Но так только казалось: в сердце покойного Эрни уже поселилась страсть. В тот роковой вечер, протрезвев странным образом еще во время банкета, он обнаружил, что стоит ему закрыть глаза, как на указательном и на большом пальцах он чувствует какую-то необычайную гладкость. То ли на них перешло что-то нежное с лица Мелани, то ли они стали такими гладкими оттого, что он потер их об ее щеку. И хотя он оставался «собакой», все же когда на следующий день он проснулся, то почувствовал, что опять что-то творится в мире. А задавшись вопросом, что именно, сразу же вспомнил о нежном глянце на лице Мелани, перешедшем к нему на пальцы. Он тут же их вытер, чтобы избавиться от этого напоминания о ее существовании, но тщетно: пальцы помнили. Отныне, куда бы он ни шел, что бы ни делал, даже когда все считали, что он душой и телом предается кутежам, он не мог удержаться, чтобы время от времени не погладить лицо Мелани, которое ощущал у себя под пальцами. Через несколько дней он увидел ее снова, и ему показалось, что она преобразилась: трудолюбивая пчелка теперь излучала свет. Она тоже почувствовала в нем перемену и начала оказывать ему всяческие знаки внимания, которые могут обмануть лишь равнодушный взгляд. Однако, не на шутку обеспокоенный, Эрни испытывал самого себя. Он подозревал, что даже самая низменная любовь способна задеть воображение и увлечь собаку на опасный путь. Но чем больше он себя испытывал, тем выше карабкалось по руке странное томление, тем упорнее распускало оно нити и ткало из них пелену, которая, обволакивая Эрни, дрожала при малейшем дуновении ветра, при малейшем движении. Так продолжалось много месяцев и, когда тоска по нежному лицу Мелани добралась до плеча, затопила всю грудь и заставила колотиться сердце, Эрни с ужасом понял, что влюблен в эту девицу.

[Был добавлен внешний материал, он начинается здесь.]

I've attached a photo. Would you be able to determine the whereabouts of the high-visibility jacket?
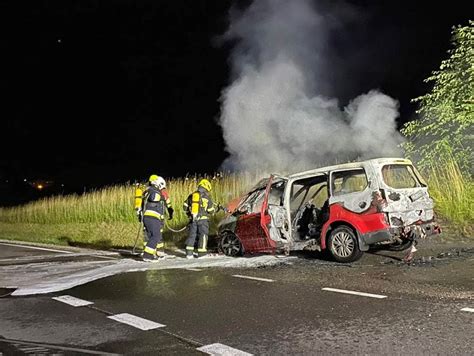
[183,187,216,220]
[142,185,171,220]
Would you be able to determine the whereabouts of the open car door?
[235,176,277,252]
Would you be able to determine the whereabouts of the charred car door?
[235,176,286,252]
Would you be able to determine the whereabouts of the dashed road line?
[196,343,253,356]
[0,242,74,253]
[322,288,387,299]
[232,274,275,282]
[52,295,94,307]
[107,313,166,330]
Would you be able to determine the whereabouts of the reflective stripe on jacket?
[183,187,216,220]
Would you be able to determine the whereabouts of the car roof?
[286,158,412,179]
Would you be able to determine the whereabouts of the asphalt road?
[0,239,474,355]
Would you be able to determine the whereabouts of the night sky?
[0,0,472,201]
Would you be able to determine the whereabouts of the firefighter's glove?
[216,204,229,213]
[168,207,174,220]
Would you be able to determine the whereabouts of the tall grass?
[0,160,474,247]
[0,174,255,227]
[424,159,474,236]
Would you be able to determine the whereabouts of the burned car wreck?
[218,158,440,262]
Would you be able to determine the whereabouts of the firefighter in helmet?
[139,174,174,262]
[183,179,220,258]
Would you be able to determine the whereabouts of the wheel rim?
[221,235,241,256]
[332,231,355,257]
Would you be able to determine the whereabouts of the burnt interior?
[290,174,329,241]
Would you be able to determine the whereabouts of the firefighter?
[183,179,220,258]
[141,174,174,262]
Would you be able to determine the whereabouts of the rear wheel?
[219,232,243,257]
[328,226,363,262]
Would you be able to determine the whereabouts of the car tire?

Опасаясь худшего, он решил как можно скорее оказать внимание какой-нибудь уличной девке. Но когда она вышла из темного угла, его вдруг растрогал ее усталый вид, а когда они оказались в ее жалкой лачуге и она начала приветливо болтать, а жесткий свет голой лампочки обрисовал ее черты, — сумасшедший юноша почувствовал в груди душераздирающую боль.

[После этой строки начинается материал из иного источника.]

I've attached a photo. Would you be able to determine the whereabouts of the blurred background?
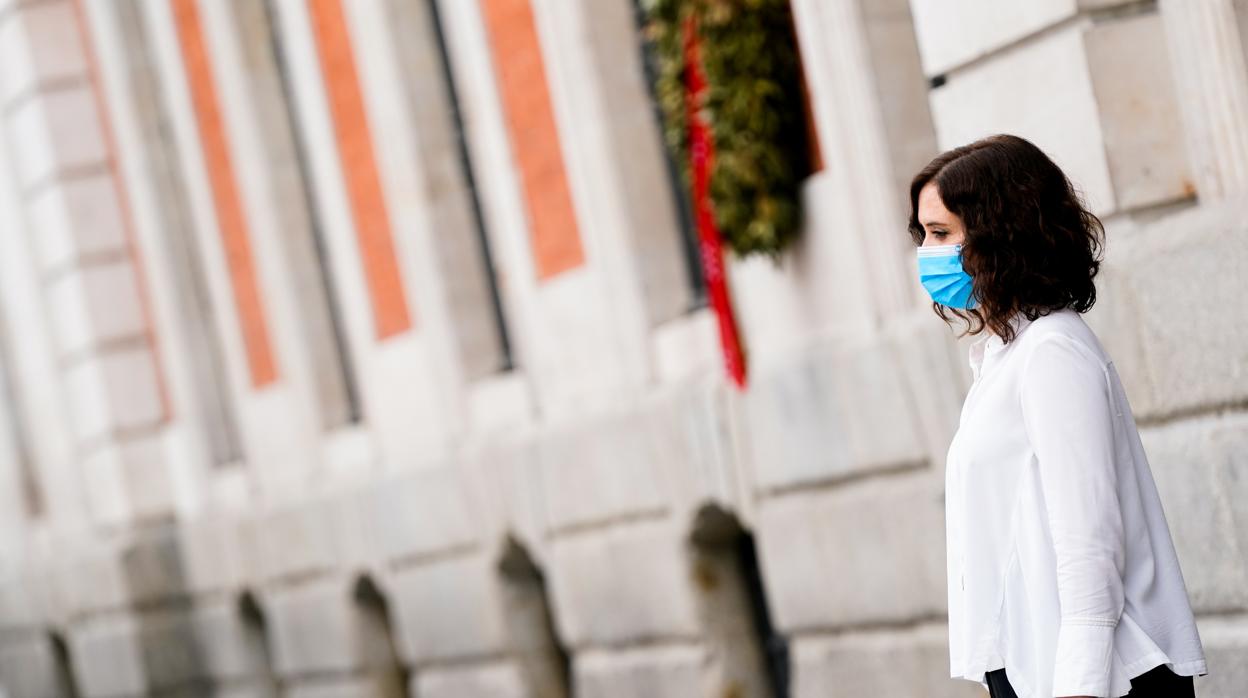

— Простите меня, мадам проститутка, — сказал он с сильным иностранным акцентом, — я передумал. Получите, пожалуйста, деньги и отпустите меня.

— Что с тобой? Ты болен? У тебя случилось несчастье? Может, я тебе не нравлюсь? Вон какие у тебя печальные глаза. Ты не здешний?

— Несчастье у меня случиться уже не может, — сказал Эрни.

— Ну, просто неприятность?

Эрни уселся на кровать и, помолчав немного, начал рассказывать историю своей жизни. Покончив семьей в Марселе, он перешел к дедушке с бабушкой в Тулоне и к многочисленным знакомым в Ниме словом, рассказал все подробности, благодаря которым общество должно его зачислить в категорию людей.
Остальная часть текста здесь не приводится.